[gutvol-d] Re: DP output is technically obsolete

19 Apr 2010

      Carlo Traverso wrote:
...
...
...
...
...
...
"Greg" == Greg Newby <gbnewby@pglaf.org> writes:
Greg> On Sun, Apr 18, 2010 at 05:05:09PM +0200, Carlo Traverso
    Greg> wrote:
    >> Is PG ready to accept Epub as submission format? (i.e. one
    >> submits a valid epub from which the other formats are derived)?
    >> If so, one can target Epub, otherwise at best one is forced to
    >> submit HTML or txt that converts not-too-badly with current PG
    >> tools, and this migh be extremely challenging.
    >> 
    >> Carlo
Greg> I don't think we're ready for this except in rare cases
    Greg> where ePub is the best format for display for a particular
    Greg> item (we just released a book where PDF was the best format,
    Greg> believe it or not).
Greg> The challenge is that when books are fixed, someone
    Greg> (typically the whitewasher, seldom the original submitter)
    Greg> needs to regenerate all the files from that book.
Greg> Since there is not yet any standard processing stream to
    Greg> generate static ePub files, this makes it hard for fixes (to
    Greg> HTML & text) to be applied to ePubs.
Greg> I would, of course, love to see something become our
    Greg> "standard" conversion tool, usable by anyone.  Right now,
    Greg> the closest for PG is Marcello's software to build the
    Greg> cached ePub files.  It's wonderful and functional, but is it
    Greg> ready for all envisioned purposes?  I think not, due at
    Greg> least in part to shortcomings of the input HTML.
That's the whole point of my proposal. Starting with hand-crafted HTML
we are likely to end with poor ePub, since the inference of metadata
might be wrong, and many features of HTML need to be tuned to ePub and
might not turn out correct;
And what about users who download the HTML to view on a mobile? You must 
  produce better HTML not for the sake of ePub but for the sake of 
universal usability.

The metadata come directly from the PG database and are updated whenever 
the PG database changes. That makes our metadata far more consistent 
than your proposal would do.
...
While obtaining reasonable HTML from ePub
is just unzipping and discarding metadata.
ePub HTML is often split into chapters, which may leave you with 50+ 
files after unzipping which you have to merge manually.
...
This is on my side an offer to work towards the production of a
toolchain along these lines, if it is not discarded a priori.
Before that can happen a major `paradigm shift´ has to happen at DP.

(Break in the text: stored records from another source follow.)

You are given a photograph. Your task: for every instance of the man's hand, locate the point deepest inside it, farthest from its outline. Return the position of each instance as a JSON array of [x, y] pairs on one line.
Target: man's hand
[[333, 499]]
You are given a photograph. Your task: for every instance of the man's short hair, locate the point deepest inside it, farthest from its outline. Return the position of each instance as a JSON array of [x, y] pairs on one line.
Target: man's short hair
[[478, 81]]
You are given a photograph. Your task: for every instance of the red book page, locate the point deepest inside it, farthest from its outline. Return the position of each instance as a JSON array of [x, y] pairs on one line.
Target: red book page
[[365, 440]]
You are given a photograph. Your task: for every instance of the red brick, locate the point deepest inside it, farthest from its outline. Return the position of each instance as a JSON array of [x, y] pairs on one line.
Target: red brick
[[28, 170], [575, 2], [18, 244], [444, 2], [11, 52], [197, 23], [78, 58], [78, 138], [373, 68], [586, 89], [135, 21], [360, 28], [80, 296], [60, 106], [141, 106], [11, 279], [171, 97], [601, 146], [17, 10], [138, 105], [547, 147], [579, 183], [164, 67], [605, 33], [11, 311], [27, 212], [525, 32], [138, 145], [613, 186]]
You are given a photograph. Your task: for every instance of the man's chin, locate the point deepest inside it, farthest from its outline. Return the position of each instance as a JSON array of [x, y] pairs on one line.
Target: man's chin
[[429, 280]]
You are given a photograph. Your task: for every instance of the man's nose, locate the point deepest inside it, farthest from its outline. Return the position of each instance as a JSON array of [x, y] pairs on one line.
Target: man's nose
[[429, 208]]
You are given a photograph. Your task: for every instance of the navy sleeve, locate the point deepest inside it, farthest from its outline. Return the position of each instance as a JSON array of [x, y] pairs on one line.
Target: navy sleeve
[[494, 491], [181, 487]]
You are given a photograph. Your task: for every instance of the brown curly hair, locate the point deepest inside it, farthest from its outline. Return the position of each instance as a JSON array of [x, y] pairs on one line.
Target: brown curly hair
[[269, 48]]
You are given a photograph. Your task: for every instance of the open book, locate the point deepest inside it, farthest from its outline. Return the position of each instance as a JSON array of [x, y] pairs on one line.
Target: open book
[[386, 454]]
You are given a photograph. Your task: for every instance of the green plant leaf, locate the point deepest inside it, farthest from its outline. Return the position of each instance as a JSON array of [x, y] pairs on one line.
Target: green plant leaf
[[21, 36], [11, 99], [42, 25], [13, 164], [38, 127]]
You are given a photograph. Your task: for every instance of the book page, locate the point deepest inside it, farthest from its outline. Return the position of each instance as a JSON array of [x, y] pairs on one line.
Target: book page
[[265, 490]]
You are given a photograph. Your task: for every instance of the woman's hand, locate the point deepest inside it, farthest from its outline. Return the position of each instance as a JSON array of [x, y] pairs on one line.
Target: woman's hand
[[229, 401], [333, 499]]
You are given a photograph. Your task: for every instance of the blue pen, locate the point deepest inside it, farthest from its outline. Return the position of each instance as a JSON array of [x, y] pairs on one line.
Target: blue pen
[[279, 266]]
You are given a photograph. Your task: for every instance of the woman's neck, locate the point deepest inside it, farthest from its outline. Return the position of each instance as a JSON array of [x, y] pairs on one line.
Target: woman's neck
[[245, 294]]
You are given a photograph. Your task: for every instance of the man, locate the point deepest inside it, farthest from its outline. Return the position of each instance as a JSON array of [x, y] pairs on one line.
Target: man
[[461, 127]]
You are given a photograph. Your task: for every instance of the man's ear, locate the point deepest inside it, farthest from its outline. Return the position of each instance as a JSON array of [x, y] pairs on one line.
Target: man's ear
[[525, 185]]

At DP the PPers enjoy to push their pet preferences down the readers 
throat: "What *I* See Is What You Get." And most PP time is spent in 
weaving those personal preference deep into the markup so as to make the 
markup pretty useless for anything but desktop devices with lots of 
screen, lots of cycles and lots of RAM.

What the PPers should do is to produce light semantic markup that lets 
the user choose the presentation and device: "Get It The Way You Want."

The PPers will have to relinquish their power of God -- or have it 
wrested from their hands -- and very strict guidelines will have to be 
put into place as to what markup is accepted.

-- 
Marcello Perathoner
webmaster@gutenberg.org